R-button
The r-button (⊂⊃) is a short name for a relationship button (or buttons) that address the need for UI (user interface) elements representing the ability of two parties to relate as equals in a marketplace.
Here is a sample grapical r-button design:
The two sides are meant to represent "magnets" facing each other and the equals (=) symbol.
The left (⊂) side is the first party's, and the right (⊃) side is the second party's. For individuals these represent the first and second grammatical persons. They also map well to commercial dealings, where the ⊂ + ⊃ roles are customer + vendor. (They can also represent person + person, citizen + government, member + organization). Since these buttons are also characters that can be typed, they have broader utility than they might if they were just graphic elements.
For one example of how r-buttons might be used, see EmanciPay, and the r-button topic at the ProjectVRM blog.)

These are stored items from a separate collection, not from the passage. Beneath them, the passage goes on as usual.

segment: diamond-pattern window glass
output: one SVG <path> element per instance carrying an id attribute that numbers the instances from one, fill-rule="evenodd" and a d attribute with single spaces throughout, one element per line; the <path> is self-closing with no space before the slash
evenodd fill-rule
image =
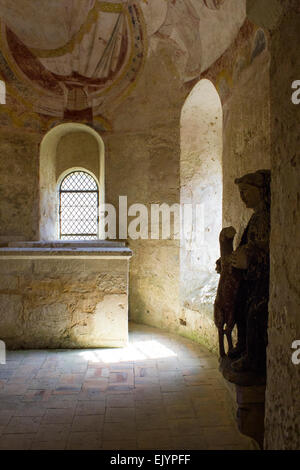
<path id="1" fill-rule="evenodd" d="M 59 190 L 59 226 L 62 240 L 96 240 L 99 232 L 99 190 L 84 171 L 69 173 Z"/>

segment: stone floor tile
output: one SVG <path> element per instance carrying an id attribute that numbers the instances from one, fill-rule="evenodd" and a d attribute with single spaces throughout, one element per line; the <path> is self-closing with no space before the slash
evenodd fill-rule
<path id="1" fill-rule="evenodd" d="M 53 395 L 49 398 L 45 406 L 49 409 L 76 409 L 78 401 L 76 400 L 76 396 L 74 395 Z"/>
<path id="2" fill-rule="evenodd" d="M 135 400 L 161 400 L 162 390 L 160 385 L 136 384 L 134 390 Z"/>
<path id="3" fill-rule="evenodd" d="M 81 390 L 78 395 L 76 395 L 78 401 L 104 401 L 106 400 L 105 392 L 101 390 Z"/>
<path id="4" fill-rule="evenodd" d="M 72 422 L 72 432 L 100 432 L 103 428 L 104 415 L 78 416 Z"/>
<path id="5" fill-rule="evenodd" d="M 85 374 L 61 374 L 57 385 L 81 385 L 85 380 Z"/>
<path id="6" fill-rule="evenodd" d="M 28 390 L 22 397 L 22 401 L 47 401 L 52 396 L 52 393 L 52 390 Z"/>
<path id="7" fill-rule="evenodd" d="M 195 418 L 196 411 L 191 404 L 179 403 L 176 405 L 166 404 L 166 413 L 168 419 Z"/>
<path id="8" fill-rule="evenodd" d="M 70 395 L 71 393 L 77 394 L 81 391 L 81 385 L 59 385 L 57 384 L 53 394 L 55 395 Z"/>
<path id="9" fill-rule="evenodd" d="M 216 399 L 215 389 L 212 385 L 201 384 L 201 385 L 192 385 L 186 387 L 187 393 L 190 395 L 192 400 L 198 400 L 201 398 L 211 398 Z M 217 400 L 216 400 L 217 401 Z"/>
<path id="10" fill-rule="evenodd" d="M 107 395 L 106 406 L 111 408 L 134 408 L 135 401 L 132 394 Z"/>
<path id="11" fill-rule="evenodd" d="M 134 408 L 107 407 L 105 412 L 106 423 L 123 423 L 135 420 Z"/>
<path id="12" fill-rule="evenodd" d="M 108 367 L 89 367 L 86 372 L 86 379 L 108 378 L 110 370 Z"/>
<path id="13" fill-rule="evenodd" d="M 167 417 L 164 413 L 150 414 L 137 412 L 136 427 L 138 431 L 168 430 Z"/>
<path id="14" fill-rule="evenodd" d="M 8 351 L 0 449 L 253 448 L 209 351 L 156 328 L 130 328 L 145 359 L 125 350 Z"/>
<path id="15" fill-rule="evenodd" d="M 128 421 L 127 423 L 104 423 L 103 436 L 107 441 L 116 441 L 123 439 L 136 439 L 137 431 L 135 422 Z"/>
<path id="16" fill-rule="evenodd" d="M 67 450 L 100 450 L 102 434 L 98 432 L 71 432 L 67 442 Z"/>
<path id="17" fill-rule="evenodd" d="M 28 416 L 28 417 L 34 417 L 34 416 L 44 416 L 46 413 L 46 404 L 45 402 L 27 402 L 27 403 L 22 403 L 20 407 L 14 411 L 13 415 L 14 416 Z"/>
<path id="18" fill-rule="evenodd" d="M 168 430 L 139 431 L 137 444 L 140 450 L 172 450 L 174 446 Z"/>
<path id="19" fill-rule="evenodd" d="M 168 421 L 172 437 L 197 436 L 200 433 L 200 422 L 197 418 L 179 418 Z"/>
<path id="20" fill-rule="evenodd" d="M 159 371 L 173 371 L 173 370 L 180 370 L 181 368 L 181 363 L 177 360 L 163 360 L 157 361 L 157 368 Z"/>
<path id="21" fill-rule="evenodd" d="M 164 392 L 162 393 L 164 404 L 168 405 L 190 405 L 192 403 L 191 396 L 184 389 L 183 392 Z"/>
<path id="22" fill-rule="evenodd" d="M 30 450 L 65 450 L 66 447 L 66 440 L 37 441 L 33 439 Z"/>
<path id="23" fill-rule="evenodd" d="M 208 444 L 201 434 L 197 436 L 173 437 L 173 448 L 176 450 L 207 450 Z"/>
<path id="24" fill-rule="evenodd" d="M 16 416 L 12 417 L 5 427 L 4 434 L 30 434 L 36 433 L 41 422 L 40 416 Z"/>
<path id="25" fill-rule="evenodd" d="M 3 395 L 24 395 L 28 389 L 28 384 L 6 383 L 0 390 L 0 400 Z"/>
<path id="26" fill-rule="evenodd" d="M 0 450 L 29 450 L 34 434 L 2 434 Z"/>
<path id="27" fill-rule="evenodd" d="M 183 380 L 174 380 L 174 381 L 161 381 L 160 389 L 162 392 L 181 392 L 185 391 L 185 383 Z"/>
<path id="28" fill-rule="evenodd" d="M 3 366 L 2 366 L 3 367 Z M 0 380 L 3 380 L 3 384 L 5 383 L 4 380 L 9 379 L 12 377 L 14 374 L 14 370 L 8 370 L 8 369 L 0 369 Z"/>
<path id="29" fill-rule="evenodd" d="M 161 397 L 159 400 L 136 401 L 135 405 L 136 405 L 137 412 L 140 410 L 144 413 L 147 412 L 150 414 L 156 414 L 156 413 L 164 413 L 165 411 L 165 405 Z"/>
<path id="30" fill-rule="evenodd" d="M 35 439 L 39 442 L 66 440 L 71 432 L 71 424 L 41 424 Z"/>
<path id="31" fill-rule="evenodd" d="M 47 409 L 42 423 L 43 424 L 71 424 L 74 418 L 75 409 Z"/>
<path id="32" fill-rule="evenodd" d="M 102 378 L 102 379 L 91 379 L 91 380 L 85 380 L 83 385 L 82 385 L 82 390 L 94 390 L 94 391 L 100 391 L 100 392 L 105 392 L 108 387 L 108 379 Z"/>
<path id="33" fill-rule="evenodd" d="M 115 441 L 104 440 L 102 443 L 102 450 L 136 450 L 136 439 L 123 439 Z"/>
<path id="34" fill-rule="evenodd" d="M 105 401 L 78 401 L 75 410 L 76 415 L 104 415 L 105 414 Z"/>
<path id="35" fill-rule="evenodd" d="M 14 410 L 0 410 L 0 426 L 6 426 L 13 414 Z"/>

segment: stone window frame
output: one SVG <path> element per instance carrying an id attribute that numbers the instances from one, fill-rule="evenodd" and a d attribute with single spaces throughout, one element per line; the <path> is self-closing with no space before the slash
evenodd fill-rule
<path id="1" fill-rule="evenodd" d="M 87 132 L 98 142 L 99 176 L 92 173 L 99 187 L 99 240 L 105 240 L 104 212 L 105 207 L 105 146 L 100 134 L 92 127 L 81 123 L 64 123 L 50 129 L 40 143 L 40 202 L 39 202 L 39 240 L 54 241 L 59 239 L 57 177 L 55 161 L 58 142 L 68 133 Z M 89 172 L 82 167 L 82 171 Z M 71 169 L 66 170 L 67 172 Z M 64 174 L 63 172 L 62 174 Z M 62 175 L 60 175 L 61 177 Z M 60 178 L 59 177 L 59 178 Z M 101 209 L 102 208 L 102 209 Z"/>

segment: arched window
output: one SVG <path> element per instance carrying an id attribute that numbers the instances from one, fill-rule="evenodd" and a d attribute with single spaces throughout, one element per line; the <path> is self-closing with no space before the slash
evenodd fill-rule
<path id="1" fill-rule="evenodd" d="M 99 238 L 99 188 L 95 178 L 85 171 L 68 173 L 60 184 L 59 238 Z"/>
<path id="2" fill-rule="evenodd" d="M 0 104 L 6 104 L 6 85 L 0 80 Z"/>

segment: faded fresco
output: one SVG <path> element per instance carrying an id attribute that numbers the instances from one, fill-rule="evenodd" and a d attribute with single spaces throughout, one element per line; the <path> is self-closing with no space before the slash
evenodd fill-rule
<path id="1" fill-rule="evenodd" d="M 213 18 L 205 15 L 227 2 L 41 0 L 37 9 L 33 0 L 1 0 L 0 78 L 23 117 L 96 121 L 109 130 L 111 109 L 130 95 L 157 47 L 173 51 L 182 82 L 199 76 L 201 31 Z"/>

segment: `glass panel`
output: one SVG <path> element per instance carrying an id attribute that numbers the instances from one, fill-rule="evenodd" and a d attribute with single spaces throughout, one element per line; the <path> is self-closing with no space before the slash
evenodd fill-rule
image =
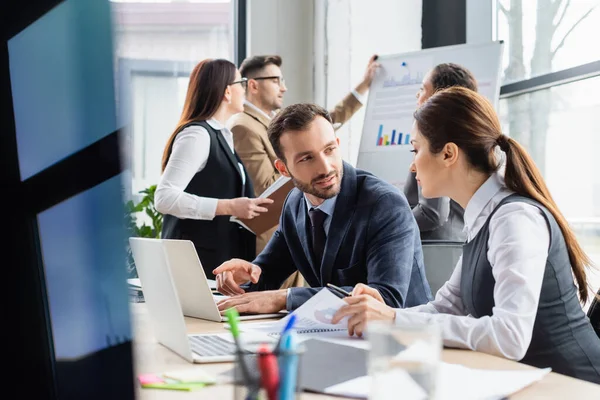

The purpose of the r-button is to open and represent relationships that are two-way rather than one-way — VRM meeting CRM, for example — and for scaffolding relationships based on freedom of contract rather than standard-form contracts of adhesion, which became defaulted as a mass-marketing norm in the Industrial Age, and leveraged further into pro forma dealings between companies and users in online markets. Adhesive contracts should be obsolete in a truly end-to-end and peer-to-peer marketplace, such as the Internet's protocols presume. R-buttons can help hasten that obsolescence while offering a new better way to represent relatings between equals.